S&P said the ongoing conflict in Iran has strained credit channels in the region, and banks and financial institutions in the GCC face increased risks from capital outflows.
Based on net external debt outstanding, the rating agency identified banking systems in Bahrain and Qatar that may require external or government support in the event of significant capital outflows.
“In a severe stress scenario, Bahrain’s banks…may require liquidity support and greater stability of the regional component of the banking system’s external debt,” S&P said.
Other banking systems, including the UAE and Saudi Arabia, maintain net external positions and should be able to use their liquidity to withstand moderate capital outflows “assuming no prolonged hostilities,” S&P said.
increased exposure
While higher oil prices are expected to bring “some comfort” to GCC countries’ fiscal outlook in the near term, the extent of disruption to key trade routes and production could cause fiscal strain through reduced revenue, which could be particularly problematic for governments with weak balance sheets, large banking systems, and limited export options, S&P warned.

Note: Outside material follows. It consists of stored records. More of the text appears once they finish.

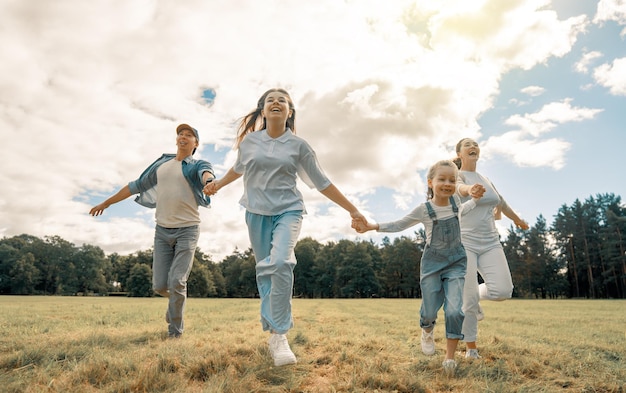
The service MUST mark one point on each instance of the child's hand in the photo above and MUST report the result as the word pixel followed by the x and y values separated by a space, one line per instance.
pixel 477 191
pixel 211 188
pixel 362 226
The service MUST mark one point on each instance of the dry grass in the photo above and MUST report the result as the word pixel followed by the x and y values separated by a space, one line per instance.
pixel 74 344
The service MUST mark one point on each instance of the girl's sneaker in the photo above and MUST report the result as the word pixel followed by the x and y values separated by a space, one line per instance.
pixel 280 350
pixel 428 342
pixel 449 367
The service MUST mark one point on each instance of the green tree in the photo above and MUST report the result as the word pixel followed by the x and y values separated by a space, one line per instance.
pixel 200 282
pixel 24 275
pixel 90 264
pixel 401 267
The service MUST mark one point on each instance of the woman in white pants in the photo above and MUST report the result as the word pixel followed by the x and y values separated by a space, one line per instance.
pixel 481 239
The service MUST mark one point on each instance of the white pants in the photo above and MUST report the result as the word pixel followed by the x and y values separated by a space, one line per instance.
pixel 498 285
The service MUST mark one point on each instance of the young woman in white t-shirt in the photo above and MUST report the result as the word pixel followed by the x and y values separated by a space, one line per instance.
pixel 481 239
pixel 270 158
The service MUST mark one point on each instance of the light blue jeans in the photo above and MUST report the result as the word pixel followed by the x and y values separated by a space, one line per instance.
pixel 174 249
pixel 442 276
pixel 273 240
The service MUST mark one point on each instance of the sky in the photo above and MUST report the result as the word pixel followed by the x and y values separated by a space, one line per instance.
pixel 91 93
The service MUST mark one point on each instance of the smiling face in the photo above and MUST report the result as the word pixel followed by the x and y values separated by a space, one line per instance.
pixel 468 150
pixel 277 107
pixel 186 140
pixel 443 182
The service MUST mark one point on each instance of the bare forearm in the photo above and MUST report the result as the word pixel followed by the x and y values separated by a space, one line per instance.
pixel 331 192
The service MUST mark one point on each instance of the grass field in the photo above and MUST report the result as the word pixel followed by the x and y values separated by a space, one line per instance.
pixel 105 344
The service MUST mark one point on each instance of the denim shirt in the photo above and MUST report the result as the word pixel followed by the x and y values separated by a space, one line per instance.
pixel 193 169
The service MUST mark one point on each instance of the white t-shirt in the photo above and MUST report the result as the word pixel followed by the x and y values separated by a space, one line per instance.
pixel 176 205
pixel 270 167
pixel 479 227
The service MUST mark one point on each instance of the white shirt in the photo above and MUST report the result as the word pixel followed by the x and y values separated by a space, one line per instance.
pixel 270 167
pixel 176 205
pixel 479 227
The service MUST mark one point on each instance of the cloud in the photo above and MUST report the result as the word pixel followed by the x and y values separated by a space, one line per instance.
pixel 382 91
pixel 612 76
pixel 528 146
pixel 525 151
pixel 533 91
pixel 550 116
pixel 582 65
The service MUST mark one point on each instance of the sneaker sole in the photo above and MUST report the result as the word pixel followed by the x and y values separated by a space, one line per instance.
pixel 284 362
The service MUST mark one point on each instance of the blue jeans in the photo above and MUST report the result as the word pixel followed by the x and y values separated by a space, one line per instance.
pixel 273 240
pixel 442 275
pixel 442 283
pixel 174 249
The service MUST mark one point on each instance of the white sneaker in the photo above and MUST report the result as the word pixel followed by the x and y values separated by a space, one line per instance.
pixel 428 342
pixel 449 367
pixel 480 316
pixel 280 351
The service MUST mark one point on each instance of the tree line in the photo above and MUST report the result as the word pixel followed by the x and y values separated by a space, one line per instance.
pixel 582 254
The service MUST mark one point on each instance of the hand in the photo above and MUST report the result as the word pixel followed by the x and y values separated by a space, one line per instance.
pixel 211 188
pixel 521 224
pixel 359 222
pixel 477 191
pixel 97 210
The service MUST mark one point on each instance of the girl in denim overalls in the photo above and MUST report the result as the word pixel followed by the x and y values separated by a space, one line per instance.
pixel 442 271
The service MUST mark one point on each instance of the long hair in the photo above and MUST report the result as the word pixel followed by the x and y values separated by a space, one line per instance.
pixel 431 174
pixel 253 121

“We believe that the severity of the situation has moved from high to severe in our predefined scenarios, thereby increasing the likelihood of credit-quality events across all sectors,” the report said.

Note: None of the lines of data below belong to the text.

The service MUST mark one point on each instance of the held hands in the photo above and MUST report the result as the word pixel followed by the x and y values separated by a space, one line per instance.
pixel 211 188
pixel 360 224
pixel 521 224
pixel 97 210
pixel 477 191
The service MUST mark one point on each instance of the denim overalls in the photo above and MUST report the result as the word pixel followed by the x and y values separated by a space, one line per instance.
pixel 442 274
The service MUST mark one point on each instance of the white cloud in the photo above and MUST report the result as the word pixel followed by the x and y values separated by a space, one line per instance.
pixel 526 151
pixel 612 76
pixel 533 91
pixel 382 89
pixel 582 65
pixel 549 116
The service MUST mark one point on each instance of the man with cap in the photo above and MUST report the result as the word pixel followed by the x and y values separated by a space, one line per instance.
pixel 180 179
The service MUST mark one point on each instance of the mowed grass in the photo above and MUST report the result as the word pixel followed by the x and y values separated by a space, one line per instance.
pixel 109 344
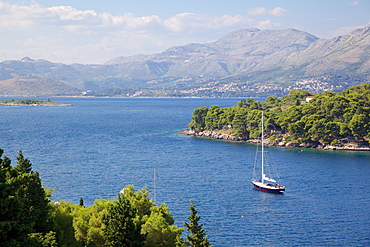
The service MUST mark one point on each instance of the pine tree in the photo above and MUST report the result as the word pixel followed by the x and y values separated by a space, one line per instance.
pixel 120 229
pixel 23 165
pixel 197 236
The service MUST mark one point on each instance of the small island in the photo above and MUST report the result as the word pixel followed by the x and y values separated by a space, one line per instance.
pixel 30 102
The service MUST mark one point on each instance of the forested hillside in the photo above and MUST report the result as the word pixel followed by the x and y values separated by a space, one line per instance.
pixel 328 118
pixel 29 218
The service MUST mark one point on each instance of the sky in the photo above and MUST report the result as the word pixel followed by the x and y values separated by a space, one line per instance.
pixel 95 31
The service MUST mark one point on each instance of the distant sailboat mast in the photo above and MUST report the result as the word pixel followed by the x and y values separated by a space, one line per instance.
pixel 262 150
pixel 155 187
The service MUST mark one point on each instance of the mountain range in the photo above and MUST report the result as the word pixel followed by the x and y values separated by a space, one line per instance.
pixel 244 63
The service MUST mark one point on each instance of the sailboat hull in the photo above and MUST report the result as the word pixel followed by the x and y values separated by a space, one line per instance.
pixel 268 187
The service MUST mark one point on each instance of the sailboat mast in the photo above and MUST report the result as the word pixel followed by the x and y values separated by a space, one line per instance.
pixel 262 149
pixel 155 187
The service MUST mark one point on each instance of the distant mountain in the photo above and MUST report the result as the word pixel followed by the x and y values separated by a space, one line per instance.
pixel 34 86
pixel 246 62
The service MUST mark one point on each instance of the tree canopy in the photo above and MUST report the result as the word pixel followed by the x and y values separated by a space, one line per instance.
pixel 327 117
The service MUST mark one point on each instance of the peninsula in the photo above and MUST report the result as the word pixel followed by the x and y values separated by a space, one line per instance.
pixel 30 102
pixel 334 121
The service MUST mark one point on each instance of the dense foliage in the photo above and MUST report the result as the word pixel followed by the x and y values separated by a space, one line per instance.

Oil and gas companies are already facing disruptions at regional ports, including in Oman and the UAE, he said.
A prolonged conflict poses significant risks to global oil markets and could impact volume flows and prices, the rating agency said. “We expect the impact on oil and gas companies to extend not only to producers, but to all organizations connected to the value chain, including shipping companies, port operators and downstream companies.”
In the near term, companies also face exposure to fluctuations in energy prices, supply chain disruptions, business interruptions, and higher security and insurance costs, S&P said.

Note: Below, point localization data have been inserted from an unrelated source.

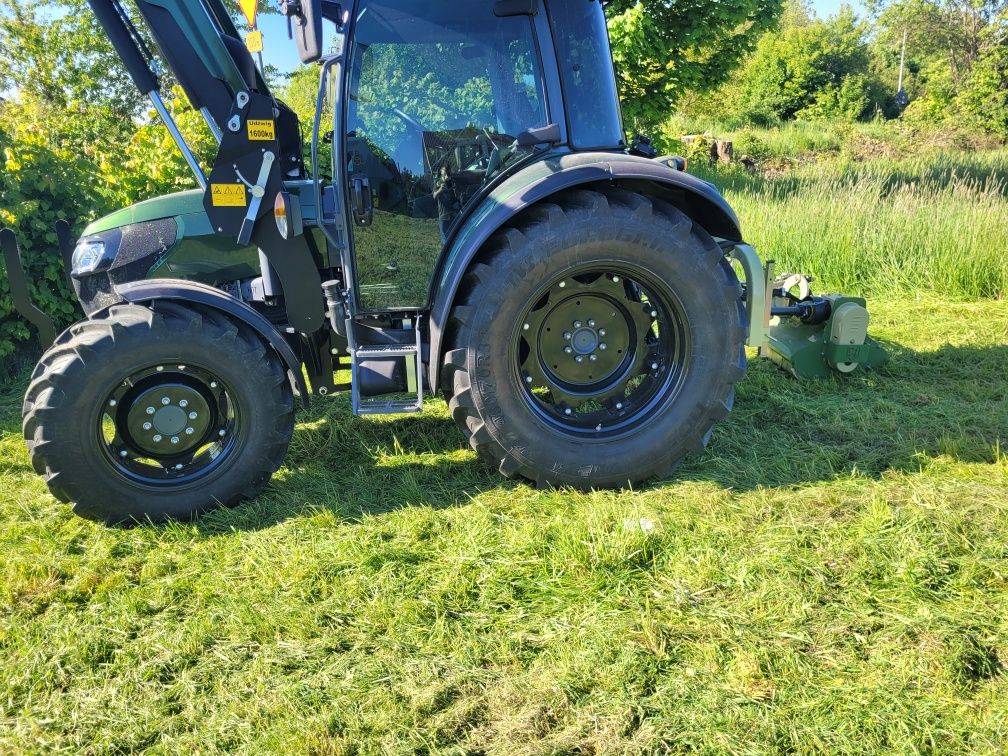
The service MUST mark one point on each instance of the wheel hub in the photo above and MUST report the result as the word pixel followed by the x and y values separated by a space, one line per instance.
pixel 585 341
pixel 168 419
pixel 599 349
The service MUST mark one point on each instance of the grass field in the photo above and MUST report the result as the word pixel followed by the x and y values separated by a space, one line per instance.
pixel 830 577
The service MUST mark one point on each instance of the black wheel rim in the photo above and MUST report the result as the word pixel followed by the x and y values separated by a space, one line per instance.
pixel 168 424
pixel 601 350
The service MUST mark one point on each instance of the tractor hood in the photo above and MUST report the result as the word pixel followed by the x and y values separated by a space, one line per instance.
pixel 167 206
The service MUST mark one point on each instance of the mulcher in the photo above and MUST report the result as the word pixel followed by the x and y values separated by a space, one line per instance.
pixel 469 219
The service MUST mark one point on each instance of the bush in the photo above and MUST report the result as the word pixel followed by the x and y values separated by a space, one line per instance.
pixel 45 177
pixel 809 70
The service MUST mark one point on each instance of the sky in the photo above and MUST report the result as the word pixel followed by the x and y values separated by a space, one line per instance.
pixel 278 50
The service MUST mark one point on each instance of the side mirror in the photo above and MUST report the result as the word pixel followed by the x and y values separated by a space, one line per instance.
pixel 304 26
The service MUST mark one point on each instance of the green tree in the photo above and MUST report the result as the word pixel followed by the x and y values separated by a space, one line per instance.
pixel 665 47
pixel 59 54
pixel 810 69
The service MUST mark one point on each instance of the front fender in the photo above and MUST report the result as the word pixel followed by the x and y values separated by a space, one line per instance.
pixel 699 200
pixel 147 290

“Companies with high-value, high-profile assets such as airports, ports, hotels and tourist attractions are at increased risk of physical disruption and cyber risks. There is also the potential for regulatory intervention in sectors such as utilities and telecommunications,” it said, adding that companies that rely on export routes through the Strait of Hormuz are particularly vulnerable to vulnerabilities in their operational networks.